1 Medical Sociology Unit, Hannover Medical School, Hannover, 30625, Germany
2 Department of Pediatric Cardiology, Intensive Care Medicine and Neonatology, University Medical Center Goettingen, Goettingen, Germany
3 Department of Pediatrics, Western University, London, Ontario, Canada
4 Department of Pediatric Cardiology and Intensive Care Medicine, Hannover Medical School, Hannover, Germany

* Corresponding Author: Siegfried Geyer. Email: email

Congenital Heart Disease 2023, 18(3), 337-348. https://doi.org/10.32604/chd.2023.028827

Abstract

Objectives: To examine whether patients with congenital heart disease (CHD) are less likely to have a partner or children than individuals from the general population. Methods: Longitudinal study with two assessments of the same patients (n = 244) from a hospital population and controls (n = 238) from the German Socio-Economic Panel (GSOEP) using parental education, patients age, and sex as matching criteria. The first patient study was conducted between 5/2003 and 6/2004, the second one between 5/2017 and 4/2019. Controls were drawn from GSOEP-surveys 2004 and 2018. CHD-severity was classified according to type of surgery: curative, reparative, or palliative. Living single was used as outcome measure, for offspring the outcome was having children or not.
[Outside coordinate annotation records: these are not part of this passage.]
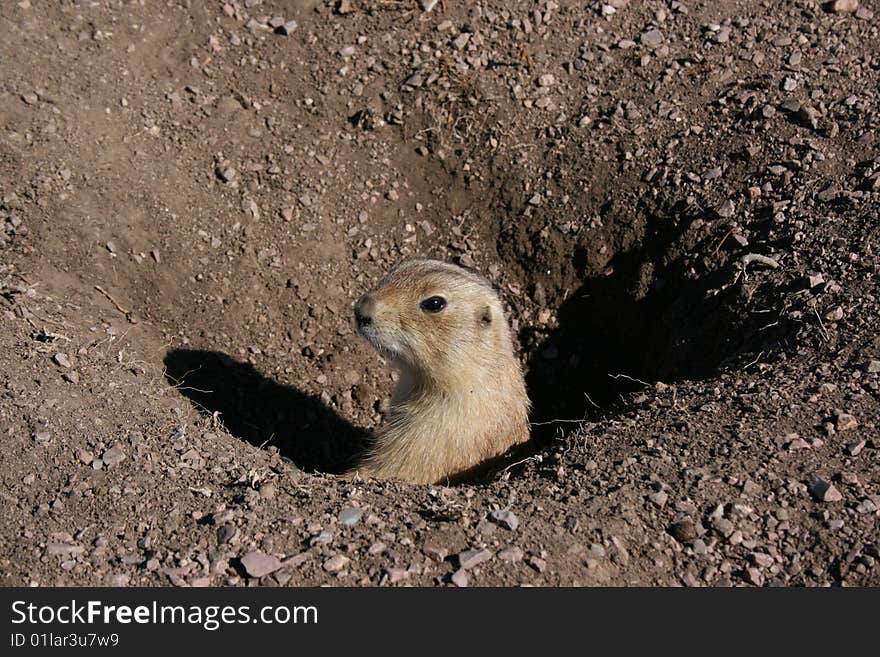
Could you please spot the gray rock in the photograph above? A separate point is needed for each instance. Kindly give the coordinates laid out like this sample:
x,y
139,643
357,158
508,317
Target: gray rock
x,y
824,491
351,516
505,518
511,554
460,578
472,558
64,549
726,209
651,38
336,563
259,564
113,456
683,531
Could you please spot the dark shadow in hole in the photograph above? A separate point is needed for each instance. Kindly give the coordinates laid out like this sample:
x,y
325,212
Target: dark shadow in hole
x,y
647,321
264,412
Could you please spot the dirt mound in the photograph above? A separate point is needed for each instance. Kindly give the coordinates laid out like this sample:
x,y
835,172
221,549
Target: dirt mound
x,y
677,202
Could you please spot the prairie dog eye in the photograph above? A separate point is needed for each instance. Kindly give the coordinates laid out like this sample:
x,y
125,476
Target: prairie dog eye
x,y
433,304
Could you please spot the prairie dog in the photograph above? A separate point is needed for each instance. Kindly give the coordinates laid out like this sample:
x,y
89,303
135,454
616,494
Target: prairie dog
x,y
461,398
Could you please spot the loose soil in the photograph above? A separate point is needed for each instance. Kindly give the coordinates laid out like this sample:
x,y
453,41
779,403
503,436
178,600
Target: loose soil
x,y
677,201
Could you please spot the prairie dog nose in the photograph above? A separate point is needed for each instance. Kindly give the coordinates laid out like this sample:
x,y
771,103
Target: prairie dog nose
x,y
363,310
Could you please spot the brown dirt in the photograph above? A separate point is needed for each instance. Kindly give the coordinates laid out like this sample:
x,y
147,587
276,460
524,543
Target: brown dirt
x,y
192,201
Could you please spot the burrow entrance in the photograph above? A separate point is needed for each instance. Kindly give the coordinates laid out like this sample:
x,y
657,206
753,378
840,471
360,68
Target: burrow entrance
x,y
642,290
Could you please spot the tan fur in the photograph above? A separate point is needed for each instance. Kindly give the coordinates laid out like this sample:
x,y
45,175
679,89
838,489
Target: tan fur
x,y
461,399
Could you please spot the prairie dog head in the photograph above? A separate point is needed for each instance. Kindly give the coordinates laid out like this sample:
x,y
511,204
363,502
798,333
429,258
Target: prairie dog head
x,y
434,320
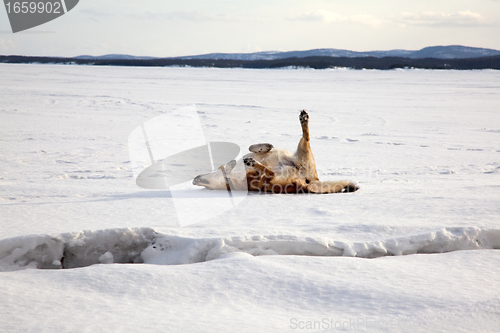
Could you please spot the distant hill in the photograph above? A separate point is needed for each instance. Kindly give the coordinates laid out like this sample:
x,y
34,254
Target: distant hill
x,y
438,52
318,62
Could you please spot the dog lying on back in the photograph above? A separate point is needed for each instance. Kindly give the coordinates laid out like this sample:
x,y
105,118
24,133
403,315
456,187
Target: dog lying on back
x,y
267,169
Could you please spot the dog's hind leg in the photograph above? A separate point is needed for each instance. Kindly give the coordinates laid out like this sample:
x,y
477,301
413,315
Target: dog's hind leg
x,y
261,148
343,186
258,175
304,157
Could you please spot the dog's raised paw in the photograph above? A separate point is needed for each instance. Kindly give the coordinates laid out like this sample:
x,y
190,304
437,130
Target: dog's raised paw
x,y
230,166
304,117
249,161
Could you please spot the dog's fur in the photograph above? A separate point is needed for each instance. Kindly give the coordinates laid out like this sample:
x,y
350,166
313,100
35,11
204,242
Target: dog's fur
x,y
266,169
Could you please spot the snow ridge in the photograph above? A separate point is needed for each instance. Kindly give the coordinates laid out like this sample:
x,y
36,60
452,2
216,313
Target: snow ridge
x,y
144,245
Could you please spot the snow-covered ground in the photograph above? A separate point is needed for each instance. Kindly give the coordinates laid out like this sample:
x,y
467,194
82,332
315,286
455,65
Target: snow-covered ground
x,y
413,250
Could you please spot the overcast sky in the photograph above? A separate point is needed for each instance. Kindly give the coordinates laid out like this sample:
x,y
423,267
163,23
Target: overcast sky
x,y
174,28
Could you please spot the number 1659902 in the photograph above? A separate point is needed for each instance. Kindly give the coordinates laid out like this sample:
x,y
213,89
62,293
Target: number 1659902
x,y
32,7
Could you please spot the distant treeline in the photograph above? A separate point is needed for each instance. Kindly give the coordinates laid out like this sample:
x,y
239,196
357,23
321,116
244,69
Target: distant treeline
x,y
308,62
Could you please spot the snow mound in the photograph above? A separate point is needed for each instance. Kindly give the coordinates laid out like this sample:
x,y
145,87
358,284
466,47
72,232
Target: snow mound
x,y
77,249
144,245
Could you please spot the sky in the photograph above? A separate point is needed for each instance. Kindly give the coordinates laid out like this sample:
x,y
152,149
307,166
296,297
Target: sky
x,y
163,28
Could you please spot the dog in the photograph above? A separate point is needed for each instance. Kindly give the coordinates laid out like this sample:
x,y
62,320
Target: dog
x,y
270,170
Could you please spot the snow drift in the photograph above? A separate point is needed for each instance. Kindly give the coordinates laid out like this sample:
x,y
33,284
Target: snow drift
x,y
144,245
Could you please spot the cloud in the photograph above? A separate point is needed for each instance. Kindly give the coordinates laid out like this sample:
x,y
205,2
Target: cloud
x,y
460,19
195,16
367,20
6,45
328,17
317,16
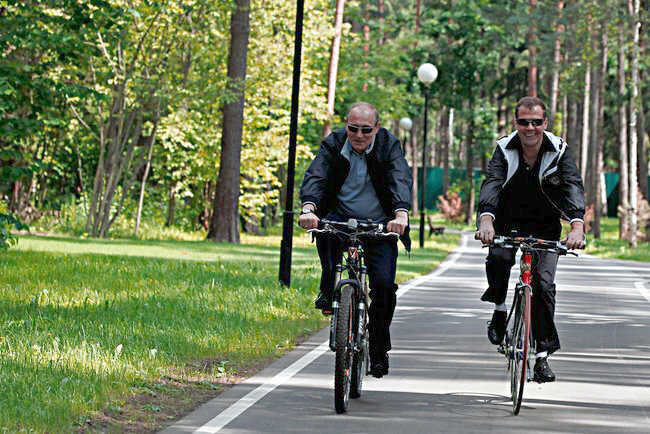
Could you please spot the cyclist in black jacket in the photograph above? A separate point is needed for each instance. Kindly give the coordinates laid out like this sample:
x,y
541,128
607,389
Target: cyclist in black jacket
x,y
360,172
532,183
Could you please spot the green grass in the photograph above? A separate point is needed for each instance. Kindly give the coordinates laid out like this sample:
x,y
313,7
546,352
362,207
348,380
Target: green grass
x,y
85,324
609,245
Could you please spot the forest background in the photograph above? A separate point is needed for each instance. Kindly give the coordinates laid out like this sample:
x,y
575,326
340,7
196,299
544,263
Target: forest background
x,y
169,119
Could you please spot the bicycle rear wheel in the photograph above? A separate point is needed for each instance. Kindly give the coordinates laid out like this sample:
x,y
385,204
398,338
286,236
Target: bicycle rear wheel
x,y
344,349
519,350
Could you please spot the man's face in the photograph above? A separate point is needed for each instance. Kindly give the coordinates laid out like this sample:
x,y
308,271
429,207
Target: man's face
x,y
531,133
361,119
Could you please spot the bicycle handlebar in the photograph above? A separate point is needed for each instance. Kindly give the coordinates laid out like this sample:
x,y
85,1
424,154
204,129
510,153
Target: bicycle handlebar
x,y
532,243
356,227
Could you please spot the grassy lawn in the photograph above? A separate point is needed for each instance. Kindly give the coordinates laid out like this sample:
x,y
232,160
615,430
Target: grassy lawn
x,y
115,335
609,246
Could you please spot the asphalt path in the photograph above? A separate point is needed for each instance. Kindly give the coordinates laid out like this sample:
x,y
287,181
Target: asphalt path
x,y
446,377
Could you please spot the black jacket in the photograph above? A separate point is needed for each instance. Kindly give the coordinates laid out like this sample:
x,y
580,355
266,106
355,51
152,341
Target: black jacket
x,y
387,168
559,178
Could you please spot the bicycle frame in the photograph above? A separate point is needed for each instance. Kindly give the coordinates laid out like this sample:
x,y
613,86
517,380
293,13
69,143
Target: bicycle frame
x,y
348,325
519,343
352,263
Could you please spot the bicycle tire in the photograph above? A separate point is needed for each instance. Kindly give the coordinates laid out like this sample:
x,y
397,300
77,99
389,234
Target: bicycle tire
x,y
359,358
344,349
520,341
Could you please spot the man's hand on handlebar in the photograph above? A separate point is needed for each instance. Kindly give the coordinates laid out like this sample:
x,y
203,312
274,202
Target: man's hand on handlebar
x,y
307,219
485,231
576,237
399,223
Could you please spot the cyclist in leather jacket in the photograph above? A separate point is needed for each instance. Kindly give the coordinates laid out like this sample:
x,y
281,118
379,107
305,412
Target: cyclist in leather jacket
x,y
360,172
532,183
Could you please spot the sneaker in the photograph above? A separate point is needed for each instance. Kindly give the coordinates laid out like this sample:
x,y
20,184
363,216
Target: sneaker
x,y
323,302
543,373
497,327
379,366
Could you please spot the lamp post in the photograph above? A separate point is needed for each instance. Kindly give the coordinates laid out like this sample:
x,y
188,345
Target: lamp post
x,y
405,124
427,73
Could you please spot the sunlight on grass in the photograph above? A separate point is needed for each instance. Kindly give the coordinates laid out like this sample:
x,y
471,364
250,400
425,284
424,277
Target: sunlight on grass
x,y
84,324
610,246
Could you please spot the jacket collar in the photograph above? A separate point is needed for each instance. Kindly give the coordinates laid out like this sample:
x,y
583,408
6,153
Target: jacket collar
x,y
547,144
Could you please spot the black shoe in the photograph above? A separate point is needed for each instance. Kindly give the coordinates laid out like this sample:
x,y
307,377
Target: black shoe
x,y
497,327
323,302
543,373
379,365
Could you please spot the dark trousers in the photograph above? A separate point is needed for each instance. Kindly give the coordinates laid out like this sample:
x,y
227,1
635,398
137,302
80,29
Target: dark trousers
x,y
497,267
381,263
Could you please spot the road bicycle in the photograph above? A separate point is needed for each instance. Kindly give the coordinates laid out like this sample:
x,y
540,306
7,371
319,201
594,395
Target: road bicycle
x,y
350,302
518,345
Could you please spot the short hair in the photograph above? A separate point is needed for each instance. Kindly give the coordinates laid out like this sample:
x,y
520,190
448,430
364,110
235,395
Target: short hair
x,y
530,102
367,106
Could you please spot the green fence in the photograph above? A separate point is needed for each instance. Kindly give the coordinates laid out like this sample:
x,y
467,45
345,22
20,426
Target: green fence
x,y
435,175
611,182
434,184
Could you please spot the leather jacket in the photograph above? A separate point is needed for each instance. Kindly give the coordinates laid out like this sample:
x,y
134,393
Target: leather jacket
x,y
559,177
387,168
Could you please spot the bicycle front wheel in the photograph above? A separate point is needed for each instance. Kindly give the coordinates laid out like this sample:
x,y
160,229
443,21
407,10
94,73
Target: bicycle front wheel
x,y
360,357
344,349
519,350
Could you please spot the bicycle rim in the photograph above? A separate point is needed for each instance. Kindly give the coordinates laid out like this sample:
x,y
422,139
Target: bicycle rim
x,y
344,350
359,358
520,352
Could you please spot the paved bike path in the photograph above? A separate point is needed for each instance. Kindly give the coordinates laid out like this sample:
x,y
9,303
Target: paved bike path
x,y
446,377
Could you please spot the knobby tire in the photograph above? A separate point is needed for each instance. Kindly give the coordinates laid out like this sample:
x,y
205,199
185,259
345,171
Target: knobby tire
x,y
359,359
520,341
344,349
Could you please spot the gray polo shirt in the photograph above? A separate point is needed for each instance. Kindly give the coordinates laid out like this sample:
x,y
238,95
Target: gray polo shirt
x,y
358,198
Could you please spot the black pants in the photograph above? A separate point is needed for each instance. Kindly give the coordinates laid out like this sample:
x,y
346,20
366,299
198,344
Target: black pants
x,y
381,263
497,267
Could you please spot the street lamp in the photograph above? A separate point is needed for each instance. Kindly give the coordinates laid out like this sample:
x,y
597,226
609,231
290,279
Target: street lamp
x,y
405,124
427,73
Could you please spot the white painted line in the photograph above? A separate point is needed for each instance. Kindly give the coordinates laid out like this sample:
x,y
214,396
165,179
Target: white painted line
x,y
223,418
226,416
644,292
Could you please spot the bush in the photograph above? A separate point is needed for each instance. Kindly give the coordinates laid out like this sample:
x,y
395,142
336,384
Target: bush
x,y
7,239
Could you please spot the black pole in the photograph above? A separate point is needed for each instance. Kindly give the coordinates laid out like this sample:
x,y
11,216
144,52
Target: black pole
x,y
424,167
287,225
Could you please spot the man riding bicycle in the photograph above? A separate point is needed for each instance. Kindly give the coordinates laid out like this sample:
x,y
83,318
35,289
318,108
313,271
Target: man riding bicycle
x,y
532,183
360,172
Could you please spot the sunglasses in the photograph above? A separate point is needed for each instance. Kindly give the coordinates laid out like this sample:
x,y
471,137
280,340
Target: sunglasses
x,y
364,130
526,122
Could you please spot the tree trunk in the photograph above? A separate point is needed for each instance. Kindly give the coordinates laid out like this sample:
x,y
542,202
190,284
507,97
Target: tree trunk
x,y
414,167
532,53
633,10
171,205
600,192
469,210
584,143
150,142
445,161
225,218
333,67
642,151
557,57
623,184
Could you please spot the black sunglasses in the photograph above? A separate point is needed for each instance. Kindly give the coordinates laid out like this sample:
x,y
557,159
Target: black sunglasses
x,y
364,130
526,122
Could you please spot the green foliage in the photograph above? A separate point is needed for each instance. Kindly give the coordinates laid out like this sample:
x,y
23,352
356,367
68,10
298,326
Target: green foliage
x,y
86,324
8,222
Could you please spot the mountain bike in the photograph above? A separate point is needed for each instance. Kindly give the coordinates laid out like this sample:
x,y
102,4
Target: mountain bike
x,y
350,302
518,345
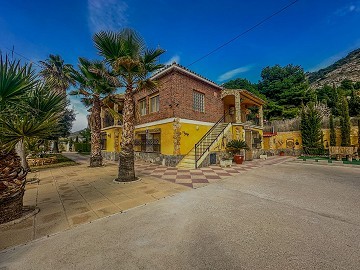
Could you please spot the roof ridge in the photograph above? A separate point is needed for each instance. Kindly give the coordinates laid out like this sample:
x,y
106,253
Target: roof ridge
x,y
186,69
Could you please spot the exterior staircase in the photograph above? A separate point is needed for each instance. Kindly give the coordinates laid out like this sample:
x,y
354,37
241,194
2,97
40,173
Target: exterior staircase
x,y
202,149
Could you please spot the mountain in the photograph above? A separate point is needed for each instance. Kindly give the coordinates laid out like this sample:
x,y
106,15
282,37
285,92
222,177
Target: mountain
x,y
345,68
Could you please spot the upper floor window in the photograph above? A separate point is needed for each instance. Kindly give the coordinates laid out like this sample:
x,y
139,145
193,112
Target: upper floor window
x,y
199,101
142,106
154,104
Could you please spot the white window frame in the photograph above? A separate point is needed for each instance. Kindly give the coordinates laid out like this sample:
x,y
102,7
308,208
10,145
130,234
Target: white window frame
x,y
142,106
198,101
152,108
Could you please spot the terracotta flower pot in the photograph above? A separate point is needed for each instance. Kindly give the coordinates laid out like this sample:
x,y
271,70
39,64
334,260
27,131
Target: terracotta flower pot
x,y
239,159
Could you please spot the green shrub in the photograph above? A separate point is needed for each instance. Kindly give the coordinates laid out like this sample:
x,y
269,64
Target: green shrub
x,y
82,147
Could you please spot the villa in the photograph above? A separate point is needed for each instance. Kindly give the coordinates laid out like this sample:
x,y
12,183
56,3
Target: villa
x,y
187,121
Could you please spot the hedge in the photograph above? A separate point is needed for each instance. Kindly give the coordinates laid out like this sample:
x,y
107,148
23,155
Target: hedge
x,y
82,147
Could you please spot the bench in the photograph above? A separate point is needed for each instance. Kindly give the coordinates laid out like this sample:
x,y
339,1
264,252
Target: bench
x,y
340,151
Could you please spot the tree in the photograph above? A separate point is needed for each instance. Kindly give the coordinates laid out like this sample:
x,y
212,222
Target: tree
x,y
310,126
332,131
285,88
132,63
241,83
93,87
86,135
286,85
344,122
354,103
57,73
20,118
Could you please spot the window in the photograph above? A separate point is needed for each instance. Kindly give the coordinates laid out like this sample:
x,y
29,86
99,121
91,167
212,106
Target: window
x,y
154,104
199,101
142,106
103,140
149,143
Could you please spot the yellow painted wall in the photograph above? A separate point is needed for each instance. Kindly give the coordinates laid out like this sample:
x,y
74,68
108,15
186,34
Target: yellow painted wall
x,y
166,140
190,135
279,141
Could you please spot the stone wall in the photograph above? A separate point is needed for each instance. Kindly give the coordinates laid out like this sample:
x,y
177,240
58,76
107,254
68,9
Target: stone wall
x,y
156,158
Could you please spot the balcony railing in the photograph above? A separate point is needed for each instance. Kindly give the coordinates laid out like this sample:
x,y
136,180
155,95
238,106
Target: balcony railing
x,y
149,146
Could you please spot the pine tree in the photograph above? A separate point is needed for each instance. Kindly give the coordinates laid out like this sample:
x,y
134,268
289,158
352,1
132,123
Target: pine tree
x,y
345,123
332,131
310,126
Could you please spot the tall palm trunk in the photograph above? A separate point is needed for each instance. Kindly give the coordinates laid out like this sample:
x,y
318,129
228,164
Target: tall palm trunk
x,y
126,158
12,186
20,150
96,158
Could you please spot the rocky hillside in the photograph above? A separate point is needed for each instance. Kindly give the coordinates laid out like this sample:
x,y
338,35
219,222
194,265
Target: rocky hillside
x,y
346,68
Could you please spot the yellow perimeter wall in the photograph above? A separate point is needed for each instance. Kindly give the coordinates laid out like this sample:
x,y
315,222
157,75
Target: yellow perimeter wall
x,y
279,141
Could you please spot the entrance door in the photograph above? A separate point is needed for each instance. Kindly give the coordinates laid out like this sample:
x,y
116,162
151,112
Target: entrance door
x,y
248,140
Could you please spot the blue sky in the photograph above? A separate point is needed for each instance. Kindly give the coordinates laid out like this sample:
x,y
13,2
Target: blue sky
x,y
311,33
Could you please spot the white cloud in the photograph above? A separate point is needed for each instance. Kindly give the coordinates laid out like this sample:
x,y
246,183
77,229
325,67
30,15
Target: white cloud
x,y
107,15
81,114
349,8
175,58
232,73
333,58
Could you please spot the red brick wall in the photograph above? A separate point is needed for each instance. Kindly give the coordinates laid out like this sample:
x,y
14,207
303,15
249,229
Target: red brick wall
x,y
165,111
176,99
185,85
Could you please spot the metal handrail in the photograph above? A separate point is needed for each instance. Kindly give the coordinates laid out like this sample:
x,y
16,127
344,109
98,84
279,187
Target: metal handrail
x,y
205,136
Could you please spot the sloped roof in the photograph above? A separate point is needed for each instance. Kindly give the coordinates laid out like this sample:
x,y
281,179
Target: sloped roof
x,y
175,66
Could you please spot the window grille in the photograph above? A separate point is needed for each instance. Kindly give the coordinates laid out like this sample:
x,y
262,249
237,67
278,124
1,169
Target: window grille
x,y
199,101
142,105
154,104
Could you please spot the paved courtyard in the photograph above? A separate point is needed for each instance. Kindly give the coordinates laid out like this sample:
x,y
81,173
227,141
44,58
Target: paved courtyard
x,y
70,196
285,216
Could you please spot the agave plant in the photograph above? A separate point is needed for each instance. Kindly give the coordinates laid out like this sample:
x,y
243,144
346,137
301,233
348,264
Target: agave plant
x,y
236,145
27,110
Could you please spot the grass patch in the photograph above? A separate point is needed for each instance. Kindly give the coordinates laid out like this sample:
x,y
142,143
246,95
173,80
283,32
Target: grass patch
x,y
62,161
84,153
344,160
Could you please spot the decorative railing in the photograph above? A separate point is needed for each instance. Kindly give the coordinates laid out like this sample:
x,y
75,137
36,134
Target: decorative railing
x,y
149,146
204,144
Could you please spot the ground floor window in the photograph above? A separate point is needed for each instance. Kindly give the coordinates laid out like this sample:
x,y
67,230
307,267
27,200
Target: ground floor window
x,y
103,140
148,142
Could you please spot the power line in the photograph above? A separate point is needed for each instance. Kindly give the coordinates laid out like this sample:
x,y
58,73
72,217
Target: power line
x,y
245,32
22,56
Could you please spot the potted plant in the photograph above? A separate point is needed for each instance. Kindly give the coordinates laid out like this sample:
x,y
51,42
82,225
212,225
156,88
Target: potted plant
x,y
226,159
236,147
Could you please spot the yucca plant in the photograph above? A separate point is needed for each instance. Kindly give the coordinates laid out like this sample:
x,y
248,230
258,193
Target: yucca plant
x,y
94,87
132,64
26,111
235,146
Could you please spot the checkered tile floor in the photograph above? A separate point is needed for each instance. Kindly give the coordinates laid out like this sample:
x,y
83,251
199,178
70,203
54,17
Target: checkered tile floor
x,y
202,176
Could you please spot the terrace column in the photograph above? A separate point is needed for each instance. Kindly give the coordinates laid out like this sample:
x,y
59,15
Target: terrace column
x,y
237,106
102,116
261,116
116,118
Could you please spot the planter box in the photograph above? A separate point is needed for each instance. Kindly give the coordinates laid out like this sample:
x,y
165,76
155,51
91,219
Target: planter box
x,y
226,163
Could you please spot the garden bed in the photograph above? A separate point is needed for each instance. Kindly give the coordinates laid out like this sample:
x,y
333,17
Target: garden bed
x,y
50,161
344,160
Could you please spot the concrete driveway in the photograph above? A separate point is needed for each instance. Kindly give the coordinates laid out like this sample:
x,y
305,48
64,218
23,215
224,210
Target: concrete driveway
x,y
286,216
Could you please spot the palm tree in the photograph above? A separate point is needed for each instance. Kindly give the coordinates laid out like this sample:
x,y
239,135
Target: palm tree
x,y
93,88
132,63
17,84
57,73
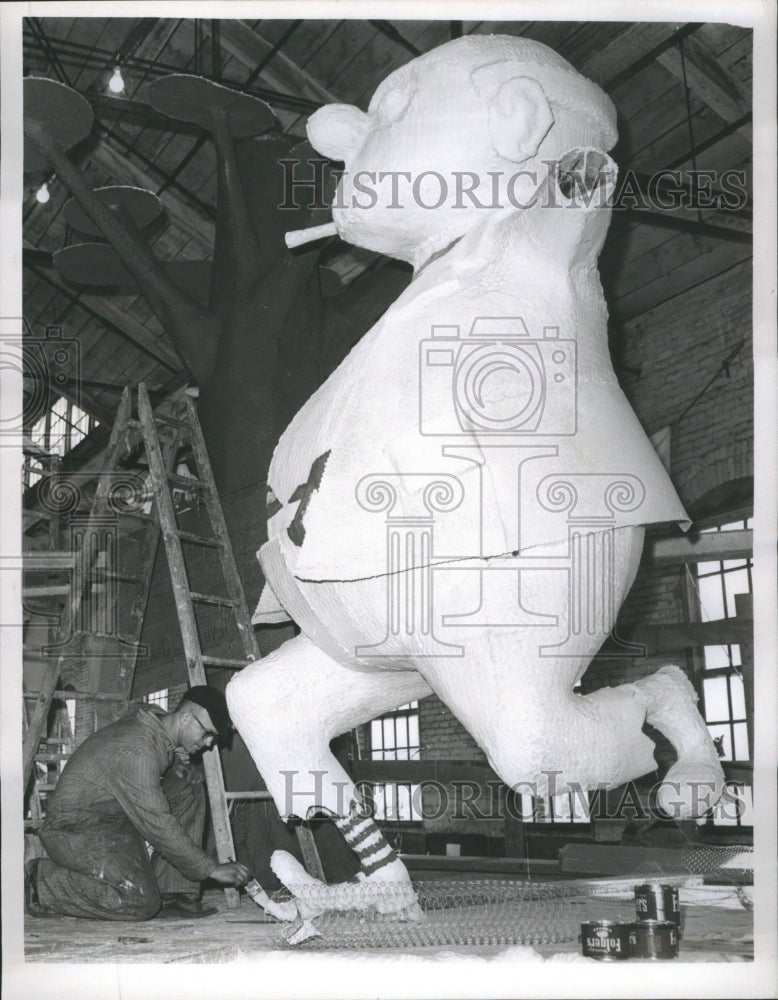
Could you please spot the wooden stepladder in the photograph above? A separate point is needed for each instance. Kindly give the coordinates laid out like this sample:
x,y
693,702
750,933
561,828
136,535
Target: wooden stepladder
x,y
160,437
92,640
233,601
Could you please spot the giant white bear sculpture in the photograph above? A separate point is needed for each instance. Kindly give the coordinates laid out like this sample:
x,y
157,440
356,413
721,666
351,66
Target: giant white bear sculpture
x,y
460,508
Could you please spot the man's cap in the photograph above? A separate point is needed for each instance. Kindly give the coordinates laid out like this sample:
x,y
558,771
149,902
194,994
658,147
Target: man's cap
x,y
214,702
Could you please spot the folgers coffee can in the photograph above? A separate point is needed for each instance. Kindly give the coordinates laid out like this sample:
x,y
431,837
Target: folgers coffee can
x,y
658,902
606,940
656,939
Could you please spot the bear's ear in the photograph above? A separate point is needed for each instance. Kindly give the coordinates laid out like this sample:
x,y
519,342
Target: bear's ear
x,y
337,130
519,112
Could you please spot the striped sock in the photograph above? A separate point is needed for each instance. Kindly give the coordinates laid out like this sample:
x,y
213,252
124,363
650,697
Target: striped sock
x,y
366,840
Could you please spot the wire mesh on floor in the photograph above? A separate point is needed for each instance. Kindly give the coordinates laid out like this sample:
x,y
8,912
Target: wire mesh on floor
x,y
479,912
732,864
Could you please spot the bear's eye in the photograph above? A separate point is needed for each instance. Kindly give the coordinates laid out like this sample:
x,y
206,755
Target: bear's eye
x,y
393,105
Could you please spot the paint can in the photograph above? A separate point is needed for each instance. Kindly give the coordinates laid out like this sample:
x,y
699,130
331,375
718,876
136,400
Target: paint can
x,y
606,940
654,939
658,902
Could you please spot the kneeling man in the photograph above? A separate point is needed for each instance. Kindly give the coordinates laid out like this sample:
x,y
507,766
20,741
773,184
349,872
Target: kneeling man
x,y
128,784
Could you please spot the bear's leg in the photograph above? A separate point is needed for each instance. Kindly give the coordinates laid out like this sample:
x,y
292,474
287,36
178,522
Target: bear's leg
x,y
287,707
512,688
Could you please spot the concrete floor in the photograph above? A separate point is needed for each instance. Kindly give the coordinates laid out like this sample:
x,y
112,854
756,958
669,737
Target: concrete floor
x,y
711,933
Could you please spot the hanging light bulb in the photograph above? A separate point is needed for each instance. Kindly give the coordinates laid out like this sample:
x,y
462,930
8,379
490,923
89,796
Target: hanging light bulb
x,y
116,83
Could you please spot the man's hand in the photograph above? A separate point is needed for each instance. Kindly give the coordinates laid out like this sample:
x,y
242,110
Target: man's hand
x,y
231,873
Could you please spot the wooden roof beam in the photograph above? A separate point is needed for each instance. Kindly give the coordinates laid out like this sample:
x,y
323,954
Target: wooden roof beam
x,y
708,81
113,317
283,74
123,171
Results: Among women with CHD the rate of those living single was higher than among controls with the differences depending on disease complexity (curative: OR = 5.5; reparative: OR = 1.9; palliative: OR = 2.7). No statistically significant differences between patients and controls emerged in the male study population. With respect to children a marked difference emerged between women with CHD and controls. Among patients the odds of having children were lower than among controls (curative: OR = 0.3; reparative: OR = 0.3; palliative: OR = 0.2). The rate of patients with children with CHD (women: 5.6%; men: 4.9%) was higher than expected (1%) if compared with the general population. Conclusions: Using partnership and children as outcome criteria, patients with CHD are disadvantaged if compared to subjects from the general population. In female patients the social consequences of the disease turned out as more pervasive than in women.

Graphical Abstract

Having a Partner and Having Children: Comparisons of Adults with Congenital Heart Disease and the General Population: A 15-Year Case-Control Study

Keywords


1  Introduction

An increasing number of women and men born with congenital heart disease (CHD) are now reaching old age [1,2], and this also applies to those with complex congenital malformations. Against the backdrop of advanced medical care and improved chances of survival patients can start a family, pursue occupational careers, and master everyday life. Most studies dealing with social and psychological consequences of CHD have examined quality of life [36], while social life and parenthood have rarely been considered [7]. In a longitudinal study from the Netherlands [8] it was reported that the majority of patients with CHD (72%) who underwent surgery between 1968 and 1980 were married or in a stable relationship. Comparison data were drawn from the National Statistics Bureau, but the figures on marriage and partnership did not differ between patients and comparison data. In contrast, a Japanese study reported that the percentage of patients with CHD living with a partner was lower than in the general Japanese population [9].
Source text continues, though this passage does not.